Young Russian immigrant masters English, baseball

OAK PARK They came to the United States less than two years ago and settled in Oak Park.

The mother works and goes to school. Her son has learned English and gotten a partial scholarship. He has also learned baseball.

His team is now in the Little League playoffs.

Nine-year-old Russian immigrant Amir Supikhodjaeva came to this country with his mom, Feruza, two years ago. He did not know English and had never played baseball. On Monday, Amir's Oak Park Little League team was in the playoffs at Horace Mann School.

"Making me feel excited," said Amir Supikhodjaeva.
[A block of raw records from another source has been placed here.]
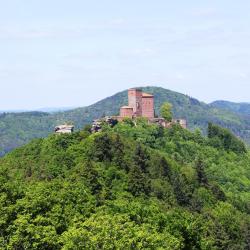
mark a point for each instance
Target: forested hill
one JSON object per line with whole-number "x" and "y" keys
{"x": 127, "y": 187}
{"x": 242, "y": 108}
{"x": 18, "y": 129}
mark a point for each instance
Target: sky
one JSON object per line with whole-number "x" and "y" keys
{"x": 65, "y": 53}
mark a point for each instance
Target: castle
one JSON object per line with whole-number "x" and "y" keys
{"x": 141, "y": 104}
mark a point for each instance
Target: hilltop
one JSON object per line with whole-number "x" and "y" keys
{"x": 127, "y": 187}
{"x": 18, "y": 129}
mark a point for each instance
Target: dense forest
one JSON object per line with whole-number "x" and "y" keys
{"x": 133, "y": 186}
{"x": 18, "y": 129}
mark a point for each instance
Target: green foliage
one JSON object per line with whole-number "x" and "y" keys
{"x": 18, "y": 129}
{"x": 221, "y": 137}
{"x": 166, "y": 111}
{"x": 134, "y": 186}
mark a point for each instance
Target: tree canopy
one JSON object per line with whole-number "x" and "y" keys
{"x": 127, "y": 187}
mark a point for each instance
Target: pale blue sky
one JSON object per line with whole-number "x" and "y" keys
{"x": 75, "y": 52}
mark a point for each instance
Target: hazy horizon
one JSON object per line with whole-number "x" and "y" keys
{"x": 73, "y": 54}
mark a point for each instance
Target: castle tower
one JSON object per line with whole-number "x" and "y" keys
{"x": 148, "y": 106}
{"x": 135, "y": 101}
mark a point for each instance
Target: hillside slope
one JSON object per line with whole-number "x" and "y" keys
{"x": 127, "y": 187}
{"x": 18, "y": 129}
{"x": 242, "y": 108}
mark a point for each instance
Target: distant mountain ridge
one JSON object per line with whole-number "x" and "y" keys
{"x": 243, "y": 108}
{"x": 17, "y": 129}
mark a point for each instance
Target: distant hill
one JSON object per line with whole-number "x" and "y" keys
{"x": 242, "y": 108}
{"x": 18, "y": 128}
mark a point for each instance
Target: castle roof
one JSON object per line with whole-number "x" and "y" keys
{"x": 126, "y": 107}
{"x": 147, "y": 95}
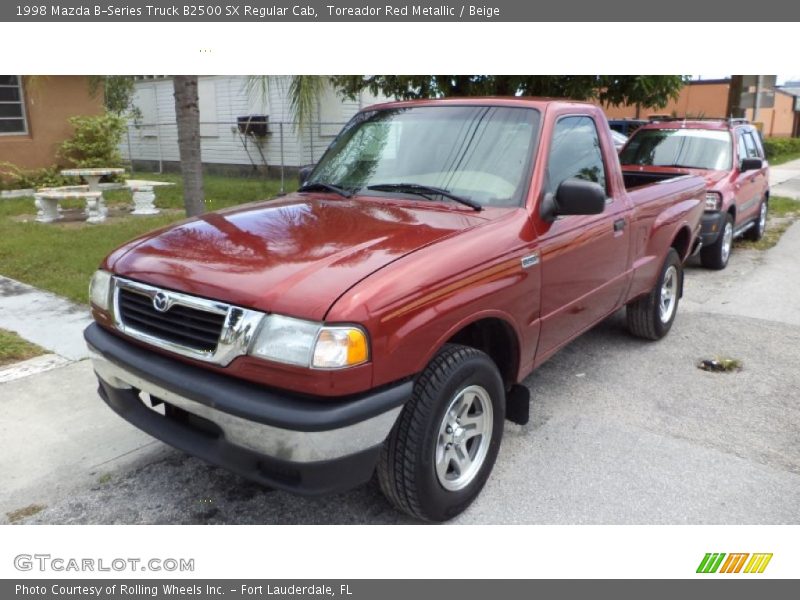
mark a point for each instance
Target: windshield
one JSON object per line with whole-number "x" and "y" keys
{"x": 691, "y": 148}
{"x": 480, "y": 153}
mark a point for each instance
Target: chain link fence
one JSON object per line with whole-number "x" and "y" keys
{"x": 253, "y": 146}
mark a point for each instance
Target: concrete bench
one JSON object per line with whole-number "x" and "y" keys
{"x": 47, "y": 203}
{"x": 143, "y": 198}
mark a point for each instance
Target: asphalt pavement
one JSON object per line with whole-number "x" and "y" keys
{"x": 621, "y": 431}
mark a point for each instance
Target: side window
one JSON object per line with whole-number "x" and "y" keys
{"x": 750, "y": 144}
{"x": 575, "y": 152}
{"x": 741, "y": 147}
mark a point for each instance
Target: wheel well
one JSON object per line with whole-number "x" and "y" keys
{"x": 681, "y": 243}
{"x": 496, "y": 338}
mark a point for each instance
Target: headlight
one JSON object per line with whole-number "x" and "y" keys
{"x": 340, "y": 347}
{"x": 309, "y": 344}
{"x": 100, "y": 290}
{"x": 713, "y": 201}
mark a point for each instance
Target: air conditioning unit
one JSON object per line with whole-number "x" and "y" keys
{"x": 255, "y": 125}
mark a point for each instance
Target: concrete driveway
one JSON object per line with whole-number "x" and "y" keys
{"x": 622, "y": 431}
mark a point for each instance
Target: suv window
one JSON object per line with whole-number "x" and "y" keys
{"x": 741, "y": 147}
{"x": 750, "y": 145}
{"x": 689, "y": 148}
{"x": 575, "y": 152}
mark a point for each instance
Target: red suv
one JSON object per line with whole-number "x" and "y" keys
{"x": 728, "y": 153}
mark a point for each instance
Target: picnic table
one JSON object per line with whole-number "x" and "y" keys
{"x": 47, "y": 199}
{"x": 92, "y": 176}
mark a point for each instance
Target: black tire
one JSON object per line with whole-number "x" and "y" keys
{"x": 407, "y": 470}
{"x": 715, "y": 256}
{"x": 756, "y": 232}
{"x": 644, "y": 315}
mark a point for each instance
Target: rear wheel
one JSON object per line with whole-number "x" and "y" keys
{"x": 717, "y": 254}
{"x": 651, "y": 316}
{"x": 756, "y": 232}
{"x": 444, "y": 444}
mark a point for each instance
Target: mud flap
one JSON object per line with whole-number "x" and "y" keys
{"x": 518, "y": 402}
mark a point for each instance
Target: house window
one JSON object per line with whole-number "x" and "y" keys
{"x": 12, "y": 106}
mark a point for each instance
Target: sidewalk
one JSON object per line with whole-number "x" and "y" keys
{"x": 61, "y": 436}
{"x": 43, "y": 318}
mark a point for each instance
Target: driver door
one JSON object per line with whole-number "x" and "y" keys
{"x": 584, "y": 258}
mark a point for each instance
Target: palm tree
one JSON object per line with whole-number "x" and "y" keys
{"x": 304, "y": 94}
{"x": 187, "y": 112}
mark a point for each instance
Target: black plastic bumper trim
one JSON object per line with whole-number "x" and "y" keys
{"x": 311, "y": 478}
{"x": 242, "y": 398}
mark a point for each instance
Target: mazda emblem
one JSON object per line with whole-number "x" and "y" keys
{"x": 161, "y": 302}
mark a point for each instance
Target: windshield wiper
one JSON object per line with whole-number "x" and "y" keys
{"x": 424, "y": 191}
{"x": 328, "y": 187}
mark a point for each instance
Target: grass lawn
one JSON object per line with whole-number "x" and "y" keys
{"x": 783, "y": 158}
{"x": 14, "y": 349}
{"x": 782, "y": 213}
{"x": 61, "y": 257}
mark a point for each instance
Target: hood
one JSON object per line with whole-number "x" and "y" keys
{"x": 293, "y": 256}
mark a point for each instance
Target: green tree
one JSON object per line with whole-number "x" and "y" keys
{"x": 118, "y": 92}
{"x": 304, "y": 93}
{"x": 652, "y": 91}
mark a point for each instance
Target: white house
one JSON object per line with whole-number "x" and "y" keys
{"x": 152, "y": 140}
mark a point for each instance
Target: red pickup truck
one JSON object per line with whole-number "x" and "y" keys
{"x": 384, "y": 316}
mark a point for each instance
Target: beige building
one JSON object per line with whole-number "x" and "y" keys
{"x": 34, "y": 113}
{"x": 709, "y": 98}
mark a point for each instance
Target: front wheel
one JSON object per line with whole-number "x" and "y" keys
{"x": 651, "y": 316}
{"x": 445, "y": 441}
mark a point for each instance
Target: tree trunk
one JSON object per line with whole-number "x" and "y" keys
{"x": 187, "y": 112}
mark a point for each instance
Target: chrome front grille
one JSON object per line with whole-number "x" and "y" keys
{"x": 178, "y": 324}
{"x": 191, "y": 326}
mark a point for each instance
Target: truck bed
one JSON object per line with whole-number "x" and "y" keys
{"x": 637, "y": 179}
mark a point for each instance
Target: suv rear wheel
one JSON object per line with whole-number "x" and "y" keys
{"x": 717, "y": 254}
{"x": 444, "y": 444}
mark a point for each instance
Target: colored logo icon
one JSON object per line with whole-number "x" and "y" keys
{"x": 719, "y": 562}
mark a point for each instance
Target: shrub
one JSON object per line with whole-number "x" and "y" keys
{"x": 14, "y": 178}
{"x": 95, "y": 142}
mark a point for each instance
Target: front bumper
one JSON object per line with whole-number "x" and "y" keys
{"x": 289, "y": 442}
{"x": 711, "y": 226}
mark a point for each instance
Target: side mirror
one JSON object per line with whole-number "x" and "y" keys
{"x": 304, "y": 173}
{"x": 575, "y": 197}
{"x": 751, "y": 164}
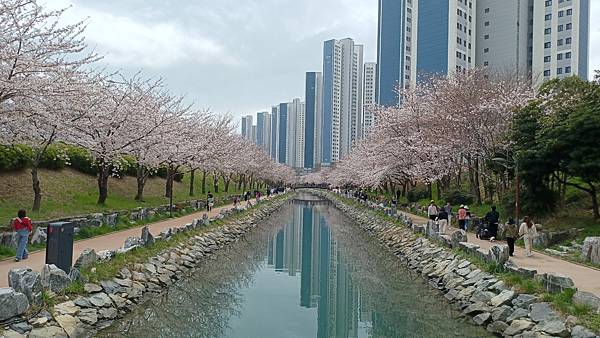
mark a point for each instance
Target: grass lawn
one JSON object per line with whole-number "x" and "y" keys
{"x": 69, "y": 193}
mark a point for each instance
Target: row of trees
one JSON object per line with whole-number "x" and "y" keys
{"x": 51, "y": 92}
{"x": 472, "y": 130}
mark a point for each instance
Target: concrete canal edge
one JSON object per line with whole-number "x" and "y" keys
{"x": 482, "y": 296}
{"x": 103, "y": 302}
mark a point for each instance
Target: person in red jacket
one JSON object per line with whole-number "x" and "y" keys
{"x": 22, "y": 226}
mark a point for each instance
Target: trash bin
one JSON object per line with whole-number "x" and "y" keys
{"x": 59, "y": 245}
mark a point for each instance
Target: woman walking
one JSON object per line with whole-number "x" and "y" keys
{"x": 22, "y": 226}
{"x": 511, "y": 233}
{"x": 529, "y": 232}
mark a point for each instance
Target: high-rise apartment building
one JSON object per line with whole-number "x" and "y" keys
{"x": 342, "y": 98}
{"x": 560, "y": 39}
{"x": 369, "y": 97}
{"x": 313, "y": 119}
{"x": 396, "y": 48}
{"x": 295, "y": 134}
{"x": 445, "y": 37}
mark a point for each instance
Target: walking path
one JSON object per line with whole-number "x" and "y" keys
{"x": 111, "y": 241}
{"x": 585, "y": 278}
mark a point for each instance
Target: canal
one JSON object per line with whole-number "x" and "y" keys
{"x": 305, "y": 272}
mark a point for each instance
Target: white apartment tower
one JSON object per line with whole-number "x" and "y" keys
{"x": 369, "y": 97}
{"x": 342, "y": 98}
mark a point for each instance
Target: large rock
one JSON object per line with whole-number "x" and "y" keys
{"x": 518, "y": 326}
{"x": 555, "y": 282}
{"x": 28, "y": 282}
{"x": 587, "y": 298}
{"x": 87, "y": 258}
{"x": 458, "y": 236}
{"x": 12, "y": 303}
{"x": 499, "y": 253}
{"x": 54, "y": 278}
{"x": 539, "y": 312}
{"x": 591, "y": 249}
{"x": 147, "y": 237}
{"x": 39, "y": 236}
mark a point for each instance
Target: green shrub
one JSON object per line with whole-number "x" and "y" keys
{"x": 14, "y": 157}
{"x": 458, "y": 197}
{"x": 418, "y": 193}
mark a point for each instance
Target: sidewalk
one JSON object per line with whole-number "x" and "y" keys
{"x": 111, "y": 241}
{"x": 585, "y": 278}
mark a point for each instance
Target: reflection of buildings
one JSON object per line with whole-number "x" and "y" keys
{"x": 306, "y": 245}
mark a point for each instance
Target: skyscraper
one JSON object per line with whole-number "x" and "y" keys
{"x": 282, "y": 137}
{"x": 560, "y": 39}
{"x": 369, "y": 98}
{"x": 342, "y": 98}
{"x": 313, "y": 116}
{"x": 396, "y": 48}
{"x": 295, "y": 134}
{"x": 445, "y": 36}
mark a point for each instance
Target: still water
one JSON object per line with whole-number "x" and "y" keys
{"x": 306, "y": 272}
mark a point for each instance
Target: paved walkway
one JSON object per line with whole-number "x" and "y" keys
{"x": 585, "y": 278}
{"x": 111, "y": 241}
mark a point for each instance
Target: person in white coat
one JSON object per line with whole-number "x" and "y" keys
{"x": 528, "y": 232}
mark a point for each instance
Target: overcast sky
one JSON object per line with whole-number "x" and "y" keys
{"x": 237, "y": 56}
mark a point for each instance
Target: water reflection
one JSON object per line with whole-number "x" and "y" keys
{"x": 306, "y": 273}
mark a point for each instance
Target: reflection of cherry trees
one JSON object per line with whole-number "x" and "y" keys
{"x": 202, "y": 304}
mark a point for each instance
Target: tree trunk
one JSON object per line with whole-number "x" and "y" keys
{"x": 192, "y": 174}
{"x": 203, "y": 182}
{"x": 216, "y": 182}
{"x": 226, "y": 183}
{"x": 103, "y": 175}
{"x": 169, "y": 182}
{"x": 594, "y": 196}
{"x": 37, "y": 191}
{"x": 141, "y": 178}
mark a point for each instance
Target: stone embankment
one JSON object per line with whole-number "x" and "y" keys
{"x": 105, "y": 301}
{"x": 477, "y": 294}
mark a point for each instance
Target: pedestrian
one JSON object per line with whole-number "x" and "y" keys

"Oak Park is just amazing. People here are just amazing, unbelievable. I learned so much from here, and my son learned a lot," said Feruza Supikhodjaeva.

Amir's single mom learned about St. Giles School on the Internet, and on her second day in America went to enroll Amir, who is in the fifth grade.

"I was kind of being shy coming the first time to school at St. Giles. And it's kind of exciting to meet new friends," said Amir Supikhodjaeva.

Families from St. Giles initially provided housing, food, clothing and moral support. Amir and his mother are grateful to three families in particular for treating them like family. Feruza Supikhodjaeva was ready to give up and go back to Russia, when Julie and Tom Keegan opened their home to them.

"The Gallos and the Planeks and the Keegans are good people," said Amir.

"They said, 'Hold on, give us two days and we will find out, you know, we'll help you. This is America.' They just said, 'You can stay with us as long as you like,'" said Feruza Supikhodjaeva.

Amir just won a little league sportsmanship award.

"That says you were the player that the team picked as displaying the best sportsmanship and overall attitude on the team," said Tom Keegan.

"He wants to play every position. He's one of the most enthusiastic players. And he's risen to have one of the top on-base percentages on one of the top teams," said coach Jim Allen.

Mother and son say they love America.

"America is doing so much for my son," said Feruza Supikhodjaeva.

"I want to stay here the rest of my life and play baseball and be an astronaut," said Amir.

While she and her son both speak five languages, Feruza said she holds several jobs, but she's still looking for work and would like to get her MBA.